Panels started for real on Thur. One interesting assembly discussed jazz on television. Somehow they did have enough material for an hour panel. Don Braden discussed the challenges of scoring Cosby, the most recent show from the Cos. The original conception was for something Monk-like, but the network wanted a more upbeat theme. At least it gave work to musicians like Braden, Arturo O’Farrill, and Dave Valentin. There was a representative from Legends of Jazz with Ramsey Lewis. Evidently, it has received decent ratings for PBS, around .3 (point three). The real challenge it faces continues to be timeslot—no help there from WNET 13 here in New York. There was also a panel on Jazz and Politics, which I’ll have to pull out of the deck and address separately once I’ve reviewed my notes. It was about what you suspect it was, though.
There was a strong musical lineup through the day, including Ed Neumeister’s NeuHat Ensemble, a big band augmented with string ensemble that had a distinctive sound. Taylor Eigsti’s young quartet did well for themselves, distinguishing themselves on “Love for Sale” and doing the nearly impossible by making Bjork’s “I’ve Seen it All” actually sound interesting.
One of the best shows was Jerry Dodgion’s Joy of Sax with Frank Wess. The kicked off with “Quill” a tribute to Gene Quill composed and arranged for the group by Phil Woods. The tune and the performance, Woods' first live hearing of their rendition, were sparkling.
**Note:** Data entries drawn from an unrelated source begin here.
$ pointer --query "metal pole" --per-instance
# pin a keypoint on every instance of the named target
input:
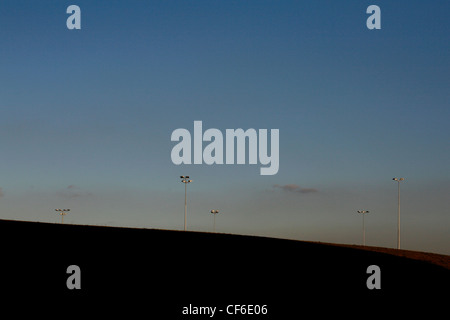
(364, 232)
(185, 204)
(398, 222)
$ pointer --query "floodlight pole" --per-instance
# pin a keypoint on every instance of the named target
(214, 212)
(62, 212)
(398, 218)
(185, 181)
(364, 228)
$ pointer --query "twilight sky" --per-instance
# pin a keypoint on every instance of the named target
(87, 116)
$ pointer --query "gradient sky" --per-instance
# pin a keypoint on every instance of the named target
(87, 115)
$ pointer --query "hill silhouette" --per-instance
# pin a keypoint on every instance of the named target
(160, 271)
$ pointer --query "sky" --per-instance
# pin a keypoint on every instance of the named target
(87, 116)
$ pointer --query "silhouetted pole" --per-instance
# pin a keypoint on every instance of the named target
(214, 212)
(62, 212)
(364, 228)
(398, 219)
(185, 181)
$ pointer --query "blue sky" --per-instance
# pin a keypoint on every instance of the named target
(87, 115)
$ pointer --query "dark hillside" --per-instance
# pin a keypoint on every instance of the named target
(159, 272)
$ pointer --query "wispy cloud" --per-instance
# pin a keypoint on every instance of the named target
(295, 188)
(73, 191)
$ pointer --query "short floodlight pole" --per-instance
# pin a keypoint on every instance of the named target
(185, 180)
(62, 212)
(363, 212)
(214, 212)
(398, 215)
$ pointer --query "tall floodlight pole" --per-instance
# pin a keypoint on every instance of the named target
(185, 180)
(62, 212)
(214, 212)
(363, 212)
(398, 221)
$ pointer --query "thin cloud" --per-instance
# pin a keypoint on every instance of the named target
(72, 192)
(295, 188)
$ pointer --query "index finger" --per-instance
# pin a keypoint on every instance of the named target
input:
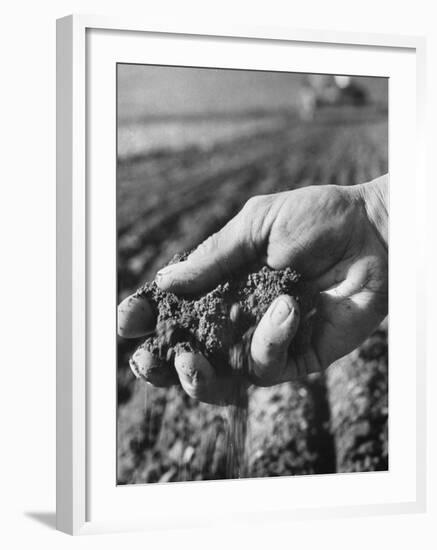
(135, 317)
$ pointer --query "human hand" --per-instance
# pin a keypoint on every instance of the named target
(336, 237)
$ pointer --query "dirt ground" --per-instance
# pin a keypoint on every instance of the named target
(168, 201)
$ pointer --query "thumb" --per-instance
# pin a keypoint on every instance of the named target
(213, 261)
(271, 340)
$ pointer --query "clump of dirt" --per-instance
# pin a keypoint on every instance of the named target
(215, 323)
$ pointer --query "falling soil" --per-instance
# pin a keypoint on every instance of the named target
(220, 325)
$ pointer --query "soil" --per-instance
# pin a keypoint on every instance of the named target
(216, 322)
(171, 201)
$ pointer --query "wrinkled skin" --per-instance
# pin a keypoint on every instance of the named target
(332, 235)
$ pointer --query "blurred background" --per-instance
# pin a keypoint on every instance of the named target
(193, 146)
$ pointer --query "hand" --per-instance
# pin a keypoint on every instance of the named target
(336, 237)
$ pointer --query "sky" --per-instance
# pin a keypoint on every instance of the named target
(150, 91)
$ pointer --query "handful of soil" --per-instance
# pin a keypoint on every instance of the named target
(219, 322)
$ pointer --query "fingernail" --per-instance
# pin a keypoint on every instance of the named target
(280, 312)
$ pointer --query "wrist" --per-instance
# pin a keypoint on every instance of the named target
(374, 196)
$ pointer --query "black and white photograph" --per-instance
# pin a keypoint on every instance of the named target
(252, 274)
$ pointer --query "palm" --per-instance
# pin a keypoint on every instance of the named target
(342, 258)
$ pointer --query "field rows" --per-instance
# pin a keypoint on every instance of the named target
(168, 202)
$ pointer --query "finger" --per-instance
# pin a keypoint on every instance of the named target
(135, 317)
(271, 340)
(213, 261)
(153, 370)
(200, 381)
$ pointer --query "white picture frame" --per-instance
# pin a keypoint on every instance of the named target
(74, 396)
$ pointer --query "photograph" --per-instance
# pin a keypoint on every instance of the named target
(252, 274)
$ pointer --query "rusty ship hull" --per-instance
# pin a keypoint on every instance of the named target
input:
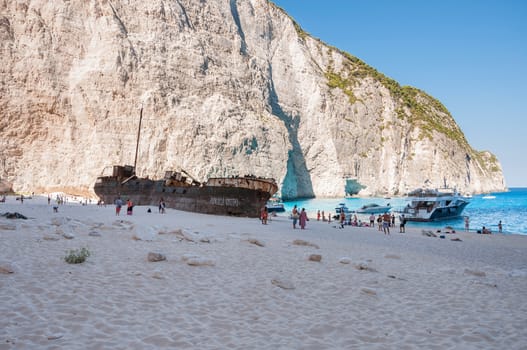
(237, 196)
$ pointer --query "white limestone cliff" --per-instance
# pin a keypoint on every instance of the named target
(227, 88)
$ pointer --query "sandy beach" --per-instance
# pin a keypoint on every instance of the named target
(233, 283)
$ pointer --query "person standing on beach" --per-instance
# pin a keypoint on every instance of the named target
(129, 207)
(303, 218)
(265, 214)
(294, 216)
(386, 219)
(118, 205)
(402, 224)
(372, 220)
(342, 218)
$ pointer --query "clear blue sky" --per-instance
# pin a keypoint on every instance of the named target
(469, 54)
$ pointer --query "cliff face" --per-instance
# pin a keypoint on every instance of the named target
(227, 88)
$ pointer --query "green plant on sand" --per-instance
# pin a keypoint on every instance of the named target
(77, 256)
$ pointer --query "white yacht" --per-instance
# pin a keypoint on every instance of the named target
(433, 205)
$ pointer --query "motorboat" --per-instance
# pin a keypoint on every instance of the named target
(274, 204)
(373, 209)
(434, 205)
(342, 208)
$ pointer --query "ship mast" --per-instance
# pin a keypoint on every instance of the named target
(138, 135)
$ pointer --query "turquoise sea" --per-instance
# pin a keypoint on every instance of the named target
(484, 210)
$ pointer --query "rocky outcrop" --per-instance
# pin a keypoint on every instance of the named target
(227, 88)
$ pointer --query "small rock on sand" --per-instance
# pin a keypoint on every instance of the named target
(304, 243)
(154, 257)
(282, 284)
(315, 257)
(345, 260)
(256, 242)
(197, 261)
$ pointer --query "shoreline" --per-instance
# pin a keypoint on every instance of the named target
(252, 285)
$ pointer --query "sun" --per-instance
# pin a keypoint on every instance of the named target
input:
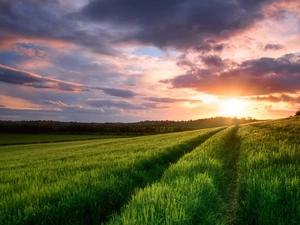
(233, 107)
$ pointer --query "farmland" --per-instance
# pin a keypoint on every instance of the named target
(247, 174)
(13, 139)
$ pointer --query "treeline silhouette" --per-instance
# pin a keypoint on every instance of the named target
(162, 126)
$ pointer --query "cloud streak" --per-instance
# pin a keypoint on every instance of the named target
(251, 77)
(17, 77)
Then Wess came out for the first of several deserved standing ovations. He can still bring it, whether chewing up the choruses on flute for a slow blues, or bringing down the house on tenor for “Cotton Tail.”
Dave Samuels and David Friesen as Double Image, were more cerebral, but the vibe and marimba duo’s freely improvised set provided some memorable moments too. Ingrid Jensen performed a set of originals in her warm Woody Shaw inspired style, to a packed house, showing she deserved the upgrade in space from her last IAJE appearance.
As was the case Wed. night, the highlight of the Grand Ballroom shows, featured Mario Rivera, this time playing with Conrad Herwig and Brian Lynch’s Latin Side of Miles Davis group. His baritone really gave heavy authority to the proceedings.
Again, the 11:00 Trianon concert was the place to be. JoAnne Brackeen’s quartet played some amazing music, including Afro-Cuban and Spanish derived songs. Brackeen also played a beautiful solo take of “Lush Life.” Overall, despite the long set changes in the Grand Ballroom, the vibe has been good so far.
(again, forgive typos and the like. I'll make correction and flesh some things out after the show.)